Any advice would be much appreciated.




  • Ladybird4Ladybird4 Third rock from the sunPosts: 27,255

    As long as you don't plant a great big tree then you do not need to worry too much about damage to the building. The photinia will get quite tall and if it is the variety 'Red Robin' it can make a nice dense hedge. The Buxus will also grow quite big but probably more slowly than the Photinia. It can be pruned to keep it the height you require. If you have the space left you could plant a Berberis but keep in mind it is next to a path and you woud have to make sure its prickly branches do not obscure the path. The plants you have in are good choices you just have to be patient - this is a quality that all gardeners need to acquire! image

    Cacoethes: An irresistible urge to do something inadvisable
  • CeresCeres Posts: 1,823

    Your photinia has the potentail to grow very big but I don't think you need to worry about the house being undermined. If you are looking for screening plants the buxus won't do the job for you as they are very slow growing and are normally used for low growing hedges or topiary. What you really need are plants that can be kept well trimmed and that will grow tall enough to keep prying eyes from peering into your front room. The photinia fits the bill and if you Google "photinia hedge" you will come across some lovely pictures to give you some inspiration. You can plant a mixed hedge of native plants such as hawthorn, hazel, and hornbeam but this will not be evergreen. Avoid privet. Its dense and green but a bit boring. Your rhododendron, if it survives in the soil, will probably be too wide and will tend to impinge on the pavement.

  • MTB79MTB79 Posts: 21

    Thanks for the replies, I have bought and planted another photinia and planted it. I have also taken some cuttings from the existing photinia and going to see if I can grow one in case the rhododendron ceases it's rapid grow and dies off.

    I will probably move the buxus to line the garden path then in that case.

    Thanks again.

  • ObelixxObelixx Vendée, Western FrancePosts: 19,502

    Those shrubs are going to take a long time to grow tall enough to screen your windows and will need a certain depth to be able to grow healthily.  For a narrow hedge, it would be better to use copper beech which can be kept as thin as 9 to 12 inches.

    I'd have thought a more instant option would be a couple of trellis panels with a pyracantha or 2 trained across..   They are evergreen, thorny so a good human pest deterrent, have spring blossom for pollinators and autumn berries - red, orange or yellow depending on variety - for the birds.   Cheap too.

    "We don't stop playing because we grow old; we grow old because we stop playing." - George Bernard Shaw
  • CeresCeres Posts: 1,823

    Ah. Another person who, like me, favours the thorny boundary hedge. There may very well be some sort of regulation barring MTB79 from putting a fence/trellis on the front garden in which case it is best to go for the stealth option and grow your own boundary.

  • ObelixxObelixx Vendée, Western FrancePosts: 19,502

    Yes, I thought maybe that was the case too in which case pyracantha could still be planted and staked till established and kept clipped so it doesn't prickle out on the path.

    There is a method called pegging of tying longer stems on roses to a peg in te ground so they are horizontal or curved over.  It means the sap flows more easily and produces more shoots and flowers.  Would work on pyracantha, tying down the longer side branches..

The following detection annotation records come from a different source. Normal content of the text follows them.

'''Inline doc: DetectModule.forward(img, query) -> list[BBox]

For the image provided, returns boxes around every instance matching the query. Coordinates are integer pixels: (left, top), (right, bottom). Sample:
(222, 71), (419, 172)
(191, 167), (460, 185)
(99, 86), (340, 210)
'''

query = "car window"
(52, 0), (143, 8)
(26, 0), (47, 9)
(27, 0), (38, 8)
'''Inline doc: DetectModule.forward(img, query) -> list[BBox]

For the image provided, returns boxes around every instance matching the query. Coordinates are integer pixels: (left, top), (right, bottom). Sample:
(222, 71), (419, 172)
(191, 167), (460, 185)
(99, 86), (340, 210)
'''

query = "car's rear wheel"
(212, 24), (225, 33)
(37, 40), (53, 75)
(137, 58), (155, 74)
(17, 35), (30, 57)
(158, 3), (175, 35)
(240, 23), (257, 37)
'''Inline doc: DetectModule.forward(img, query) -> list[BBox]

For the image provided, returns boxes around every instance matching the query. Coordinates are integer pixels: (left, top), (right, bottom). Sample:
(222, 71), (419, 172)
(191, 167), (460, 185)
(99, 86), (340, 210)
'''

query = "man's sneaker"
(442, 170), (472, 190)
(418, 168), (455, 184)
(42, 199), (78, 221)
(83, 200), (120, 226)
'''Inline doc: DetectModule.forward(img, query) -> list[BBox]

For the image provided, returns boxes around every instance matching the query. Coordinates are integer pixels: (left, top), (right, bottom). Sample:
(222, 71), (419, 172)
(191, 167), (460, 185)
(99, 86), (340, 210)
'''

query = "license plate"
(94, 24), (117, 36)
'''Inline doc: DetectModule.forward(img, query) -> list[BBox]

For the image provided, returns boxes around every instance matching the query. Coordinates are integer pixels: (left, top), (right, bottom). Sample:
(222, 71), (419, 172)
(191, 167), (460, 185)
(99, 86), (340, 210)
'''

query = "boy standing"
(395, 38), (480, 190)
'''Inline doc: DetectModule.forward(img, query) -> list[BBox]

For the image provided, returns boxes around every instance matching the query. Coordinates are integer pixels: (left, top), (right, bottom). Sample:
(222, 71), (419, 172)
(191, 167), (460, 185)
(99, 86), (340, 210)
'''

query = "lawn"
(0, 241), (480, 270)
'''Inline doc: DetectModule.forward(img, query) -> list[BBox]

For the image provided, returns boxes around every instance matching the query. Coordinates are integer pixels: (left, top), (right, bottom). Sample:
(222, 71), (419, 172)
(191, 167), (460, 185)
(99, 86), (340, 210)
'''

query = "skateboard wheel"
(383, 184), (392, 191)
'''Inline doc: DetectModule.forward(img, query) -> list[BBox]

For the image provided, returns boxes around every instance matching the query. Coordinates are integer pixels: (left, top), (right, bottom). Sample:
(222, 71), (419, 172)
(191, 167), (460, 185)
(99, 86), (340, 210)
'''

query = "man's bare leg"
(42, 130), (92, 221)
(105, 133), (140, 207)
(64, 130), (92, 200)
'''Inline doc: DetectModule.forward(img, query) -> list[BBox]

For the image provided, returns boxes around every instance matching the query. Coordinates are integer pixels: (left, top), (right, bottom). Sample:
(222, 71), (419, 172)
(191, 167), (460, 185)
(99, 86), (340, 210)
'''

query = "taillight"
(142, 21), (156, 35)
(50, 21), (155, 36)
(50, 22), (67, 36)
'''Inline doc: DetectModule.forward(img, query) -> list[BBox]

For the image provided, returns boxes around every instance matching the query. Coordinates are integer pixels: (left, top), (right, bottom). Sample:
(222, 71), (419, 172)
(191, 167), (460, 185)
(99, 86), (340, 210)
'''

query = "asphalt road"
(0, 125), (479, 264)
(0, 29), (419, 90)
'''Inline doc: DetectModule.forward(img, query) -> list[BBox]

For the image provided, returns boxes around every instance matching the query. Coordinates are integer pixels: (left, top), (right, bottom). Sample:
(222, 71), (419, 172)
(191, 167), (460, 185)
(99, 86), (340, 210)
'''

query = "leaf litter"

    "We don't stop playing because we grow old; we grow old because we stop playing." - George Bernard Shaw
  • CeresCeres Posts: 1,823

    A bit like old fashioned hedge laying. A good idea.

  • MTB79MTB79 Posts: 21

    Yes, the estate I live on isn't allowed fencing that's why I am trying to separate myself from the road with plants.

    It's not so much I want to completely block the path off, it's more than i want the plants to be the natural draw to the eye, rather than the contents of my front room. Just enough that anyone trying to actually look in would appear to be extremely nosey rather than just casually glancing in.